第57話:残り81日

 ストレスとか疲れとか、見ないようにしていたものを「ストレスかかってますよ」「疲れてますよ」と言われて、それによってメンタルも身体もガタが来始めた。熱は出るし生理は止まるし、怠いし眠いし眠れないし、泣きたいし八つ当たりしたいし。嫌なことを思い出したり、明日や明後日、1年後を悲観したりして、めそめそする毎日だ。

 一人じゃなかったら違ったかな。二人暮らしだったら、正面からダメージくらわないで済んだかなとか考えると、どうしようもなく悲しくなる。ずっと一人で生きていくのはしんどい。泣いてもどうにもならないって分かっているけれど、辛いものはどうしたって辛い。私も眞子様みたいになれば良かった。そのほうがどんなにかマシだっただろう。どうして知り合いや友達が、健康か不健康かに関わらず結婚して幸せに暮らしていて、なんなら子どもやペットだっているのに、どうして私はひとりぼっちなんだろう。長生きなんて絶対にしたくない。

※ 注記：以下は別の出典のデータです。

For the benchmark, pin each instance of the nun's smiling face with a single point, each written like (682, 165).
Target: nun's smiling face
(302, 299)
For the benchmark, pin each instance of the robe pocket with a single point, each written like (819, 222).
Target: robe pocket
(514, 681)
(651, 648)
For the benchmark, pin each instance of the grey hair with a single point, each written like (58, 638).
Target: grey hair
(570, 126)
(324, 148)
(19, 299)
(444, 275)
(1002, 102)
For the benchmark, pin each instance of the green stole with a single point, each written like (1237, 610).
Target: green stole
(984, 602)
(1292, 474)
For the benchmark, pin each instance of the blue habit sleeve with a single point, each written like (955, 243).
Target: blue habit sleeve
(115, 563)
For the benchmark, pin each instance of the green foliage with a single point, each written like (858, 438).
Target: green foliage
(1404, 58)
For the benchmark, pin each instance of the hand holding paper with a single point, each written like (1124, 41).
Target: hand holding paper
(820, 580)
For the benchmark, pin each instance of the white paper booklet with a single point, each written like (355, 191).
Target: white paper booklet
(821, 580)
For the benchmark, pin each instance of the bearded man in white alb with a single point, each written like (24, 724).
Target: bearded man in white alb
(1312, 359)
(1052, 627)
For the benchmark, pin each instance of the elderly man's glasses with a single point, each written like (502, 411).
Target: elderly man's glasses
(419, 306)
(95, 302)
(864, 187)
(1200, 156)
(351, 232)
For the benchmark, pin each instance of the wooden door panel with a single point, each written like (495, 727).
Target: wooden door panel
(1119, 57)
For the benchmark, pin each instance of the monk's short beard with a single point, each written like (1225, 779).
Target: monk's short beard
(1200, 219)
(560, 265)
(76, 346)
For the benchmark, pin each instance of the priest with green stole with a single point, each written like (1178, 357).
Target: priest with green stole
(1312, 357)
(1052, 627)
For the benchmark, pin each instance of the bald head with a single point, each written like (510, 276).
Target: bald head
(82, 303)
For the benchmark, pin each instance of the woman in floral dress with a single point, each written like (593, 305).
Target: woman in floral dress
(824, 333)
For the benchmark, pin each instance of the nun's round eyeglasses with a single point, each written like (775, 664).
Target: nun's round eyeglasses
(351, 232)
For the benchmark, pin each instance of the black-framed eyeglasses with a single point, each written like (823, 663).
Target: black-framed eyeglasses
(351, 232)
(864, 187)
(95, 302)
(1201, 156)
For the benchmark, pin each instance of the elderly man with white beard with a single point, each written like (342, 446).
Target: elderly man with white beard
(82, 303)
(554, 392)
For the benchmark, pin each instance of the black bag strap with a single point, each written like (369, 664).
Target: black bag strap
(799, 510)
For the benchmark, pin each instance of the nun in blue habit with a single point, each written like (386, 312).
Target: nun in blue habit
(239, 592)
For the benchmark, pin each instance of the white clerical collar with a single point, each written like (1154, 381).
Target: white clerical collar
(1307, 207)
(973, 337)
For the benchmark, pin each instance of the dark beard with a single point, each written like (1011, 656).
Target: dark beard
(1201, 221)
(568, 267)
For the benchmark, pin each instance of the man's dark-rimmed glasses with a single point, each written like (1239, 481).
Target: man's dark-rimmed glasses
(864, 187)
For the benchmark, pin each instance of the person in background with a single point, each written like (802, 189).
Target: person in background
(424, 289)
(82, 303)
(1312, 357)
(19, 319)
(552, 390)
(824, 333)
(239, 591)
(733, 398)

 部屋が凄まじく荒れている。誰か片付けてくれないかな。一人で頑張る力なんてもう付けたくない。シスターにでもなっていればよかった。財産はなくとも、共同生活を送る人がいて、労働や存在意義が保証されていて、そういう人生のほうが、今こうして一人でもがいているより数倍幸せな気がする。孤独じゃないもの。周りには人がいるし、孤独を感じたら神様に祈ればいい。まあ、私はクリスチャンじゃないしカトリックの価値観にも馴染めないだろうから、仮になろうとしても、シスターになる前のお試し期間で脱落していただろうけれど。

 でも、なんとかして生き延びて、電車社会に帰って誰かと楽しく共同生活を送りたいから、なんとかかんとか頑張ってみてはいる。インターネットで知り合った名も知らぬ人たちとおしゃべりしたり、「小さな目標を立て合い励まし合い、進捗を報告し合う会(仮)」を作ったり。自分を励ます共同体が無いなら、見つけるか作るかするしかない。一人で頑張れないなら仲間を作るしかない。単純な話である。

 

 明日と明後日は疲れない程度に仕事して、土曜日は部屋を全部片付けましょう。お金を払って人にやってもらうのもありだよね。頼れるもの頼って使えるもの全部使って。るんるんでつよつよな私になって東京に帰るまで、勝つまでがこのゲームです。今に見てろこんちくしょうめ。